Trump tax cuts could hit Kangaroo market

IFR 2168 28 January to 3 February 2017
5 min read
John Weavers

The corporate Kangaroo market may become a casualty of the Trump administration’s “America First” agenda, as the prospect of huge corporate tax cuts undermines the case for US companies to sell bonds offshore.

While investor diversification is often cited as a primary driver of the appetite of US companies for overseas bond issues, the obvious incentive for many cash-rich corporate giants is to avoid paying high US corporate tax rates levied on repatriated overseas profits.

One way to avoid these high tax rates is to keep profits offshore, issue bonds in foreign currencies and swap proceeds back into US dollars to help pay dividends and finance buybacks.

With the White House set to use a carrot-and-stick approach to bring back corporate America’s overseas cash piles, the appetite of US companies for bond issuance is bound to decline, especially in peripheral markets beyond the deep US dollar and euro arenas.

“The corporate Kangaroo market faces a double whammy if Trump’s initiatives trigger a large-scale repatriation of profits,” said one Sydney-based origination manager. “Not only will US companies have vastly reduced funding requirements, they will also slash their own purchases of corporate bonds, which have surged to around 15% in typical allocations from next to nothing five years ago.”

Apple has been at the forefront of the offshore bond strategy, having issued in euros, yen, sterling, Swiss francs and Australian dollars, as well as US dollars in the Formosa market, over the past two years.

“The corporate Kangaroo market faces a double whammy if Trump’s initiatives trigger a large-scale repatriation of profits”

The world’s largest company in market capitalisation terms led the upturn in corporate Kangaroo supply with a jumbo maiden A$2.25bn (US$1.6bn) three-tranche sale (via four and seven-year tranches) in August 2015. This set the template for subsequent corporate Kangaroo trades.

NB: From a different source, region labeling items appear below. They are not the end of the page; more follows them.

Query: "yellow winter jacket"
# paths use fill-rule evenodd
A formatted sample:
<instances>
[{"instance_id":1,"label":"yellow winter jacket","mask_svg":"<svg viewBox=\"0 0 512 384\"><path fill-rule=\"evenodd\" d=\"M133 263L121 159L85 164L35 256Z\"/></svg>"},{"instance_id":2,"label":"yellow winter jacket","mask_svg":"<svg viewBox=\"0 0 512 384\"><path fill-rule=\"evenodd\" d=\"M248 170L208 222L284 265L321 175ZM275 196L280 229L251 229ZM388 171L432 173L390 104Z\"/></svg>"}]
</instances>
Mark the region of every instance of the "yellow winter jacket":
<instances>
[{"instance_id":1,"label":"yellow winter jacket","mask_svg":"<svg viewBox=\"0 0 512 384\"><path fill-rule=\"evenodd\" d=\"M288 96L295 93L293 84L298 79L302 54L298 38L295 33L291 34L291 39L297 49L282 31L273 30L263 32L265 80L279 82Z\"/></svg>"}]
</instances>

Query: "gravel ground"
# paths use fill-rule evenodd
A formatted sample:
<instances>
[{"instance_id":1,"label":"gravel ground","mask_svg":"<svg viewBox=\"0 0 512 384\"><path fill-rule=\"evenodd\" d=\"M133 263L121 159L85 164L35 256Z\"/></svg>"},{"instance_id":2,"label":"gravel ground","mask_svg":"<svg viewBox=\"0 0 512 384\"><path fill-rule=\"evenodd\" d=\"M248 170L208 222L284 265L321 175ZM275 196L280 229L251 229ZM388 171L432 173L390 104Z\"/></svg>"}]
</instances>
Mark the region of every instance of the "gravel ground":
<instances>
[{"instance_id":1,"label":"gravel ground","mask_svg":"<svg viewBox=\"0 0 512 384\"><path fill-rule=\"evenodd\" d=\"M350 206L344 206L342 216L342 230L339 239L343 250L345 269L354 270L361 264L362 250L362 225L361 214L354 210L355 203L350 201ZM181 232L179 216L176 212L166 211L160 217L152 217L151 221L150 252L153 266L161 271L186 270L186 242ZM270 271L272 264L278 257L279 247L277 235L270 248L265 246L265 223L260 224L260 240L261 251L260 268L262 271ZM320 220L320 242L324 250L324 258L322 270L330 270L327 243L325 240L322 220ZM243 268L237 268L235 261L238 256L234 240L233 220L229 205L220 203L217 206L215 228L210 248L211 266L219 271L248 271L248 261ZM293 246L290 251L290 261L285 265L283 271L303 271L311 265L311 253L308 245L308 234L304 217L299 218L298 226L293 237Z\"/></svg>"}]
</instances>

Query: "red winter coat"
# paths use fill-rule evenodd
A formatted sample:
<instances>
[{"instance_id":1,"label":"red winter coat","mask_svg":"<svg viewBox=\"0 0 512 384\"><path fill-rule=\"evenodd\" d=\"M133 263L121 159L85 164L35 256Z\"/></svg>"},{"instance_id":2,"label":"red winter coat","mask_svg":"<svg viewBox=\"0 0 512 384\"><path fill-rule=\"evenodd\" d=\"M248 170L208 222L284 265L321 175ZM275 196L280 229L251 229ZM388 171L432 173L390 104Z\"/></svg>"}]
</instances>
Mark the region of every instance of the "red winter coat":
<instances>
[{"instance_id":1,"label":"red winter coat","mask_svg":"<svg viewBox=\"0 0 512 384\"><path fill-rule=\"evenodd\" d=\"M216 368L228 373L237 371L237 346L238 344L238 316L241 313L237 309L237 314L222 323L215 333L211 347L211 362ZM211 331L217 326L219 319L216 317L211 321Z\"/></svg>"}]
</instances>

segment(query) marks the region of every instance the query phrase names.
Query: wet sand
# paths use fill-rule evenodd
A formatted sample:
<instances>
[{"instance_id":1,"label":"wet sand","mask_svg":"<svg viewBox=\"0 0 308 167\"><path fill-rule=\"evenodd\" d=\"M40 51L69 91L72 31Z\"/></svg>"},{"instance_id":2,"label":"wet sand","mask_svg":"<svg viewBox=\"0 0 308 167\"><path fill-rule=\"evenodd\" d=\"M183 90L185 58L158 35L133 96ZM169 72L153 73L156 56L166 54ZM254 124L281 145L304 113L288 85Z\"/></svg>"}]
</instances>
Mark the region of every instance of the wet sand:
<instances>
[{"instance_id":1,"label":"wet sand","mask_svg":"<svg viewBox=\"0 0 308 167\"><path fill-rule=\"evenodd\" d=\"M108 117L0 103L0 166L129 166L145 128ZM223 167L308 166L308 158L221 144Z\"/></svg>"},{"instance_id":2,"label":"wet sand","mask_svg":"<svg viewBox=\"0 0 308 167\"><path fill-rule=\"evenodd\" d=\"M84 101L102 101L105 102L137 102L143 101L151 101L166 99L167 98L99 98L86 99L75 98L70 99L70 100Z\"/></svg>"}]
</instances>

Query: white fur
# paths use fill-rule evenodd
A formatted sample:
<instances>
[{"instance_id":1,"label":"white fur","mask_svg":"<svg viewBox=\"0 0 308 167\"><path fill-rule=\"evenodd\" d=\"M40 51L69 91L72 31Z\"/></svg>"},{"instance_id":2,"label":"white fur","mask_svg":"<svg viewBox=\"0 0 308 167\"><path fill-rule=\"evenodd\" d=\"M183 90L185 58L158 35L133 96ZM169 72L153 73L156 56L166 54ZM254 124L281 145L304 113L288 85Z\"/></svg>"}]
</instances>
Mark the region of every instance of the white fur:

Before Apple’s arrival, much smaller deals were the norm. The size of deals that seemed possible – a small number of Kangaroos from BP and Total raised up to A$500m, or US$380m equivalent, from single-tranche five-year issues – was insufficient to tempt many global issuers to head Down Under.

But after Apple’s deals shifted the goal posts so dramatically, others followed suit.

US chipmaker Intel sold a A$800m Kangaroo debut in November 2015 at tenors of four and seven years for a slightly underwhelming outcome largely blamed on the weak market backdrop at that time.

Coca-Cola subsequently confirmed that larger Kangaroos were available with a A$1bn print last June, while in the same week Apple returned to Australia for A$1.425bn three-piece issue, which included a reverse-enquiry driven 10-year deal.

SLASHING US CORPORATE TAX

The Trump administration is looking to reset the playing field. The new president called for a massive federal corporate tax cut to 15% from 35% during his election campaign, along with a one-off 10% tax for companies’ repatriated overseas profits.

The argument for big reductions in the high, albeit avoidable, US corporate taxes looks compelling, with the country having the highest marginal rate among the 35 OECD member countries at 38.9% (federal plus state), alongside one of the worst records in terms of generating revenue at 2.2% of GDP in 2015, according to OECD data.

Japan’s corporate tax rate is 30%, but lower avoidance means its related take represents over 4.3% of Japanese GDP, almost double the US share.

Britain’s corporate tax revenue as a percentage of GDP, at 2.5%, was also higher than the US in 2015, despite having a 20% rate, while Swedish companies paid 3% of the country’s GDP in taxes on a 22% corporate tax rate. Australia’s 30% corporate tax rate delivered 4.7% of GDP to state coffers in 2014.

Trump’s threat to levy a “very major” border tax on entities moving offshore and exporting back to the US suggests other tax and tariff impositions may be on the cards for US companies that do not follow his new patriotic rule book and keep foreign profits overseas.

Domestic issuers could potentially benefit from any slowdown in corporate Kangaroos, as foreign issuers would no longer crowd them out.

However, no major upturn is foreseen as Australian companies remain very well served with competitive bank lending levels at home and the deep euro and US 144A/private placement bond markets overseas.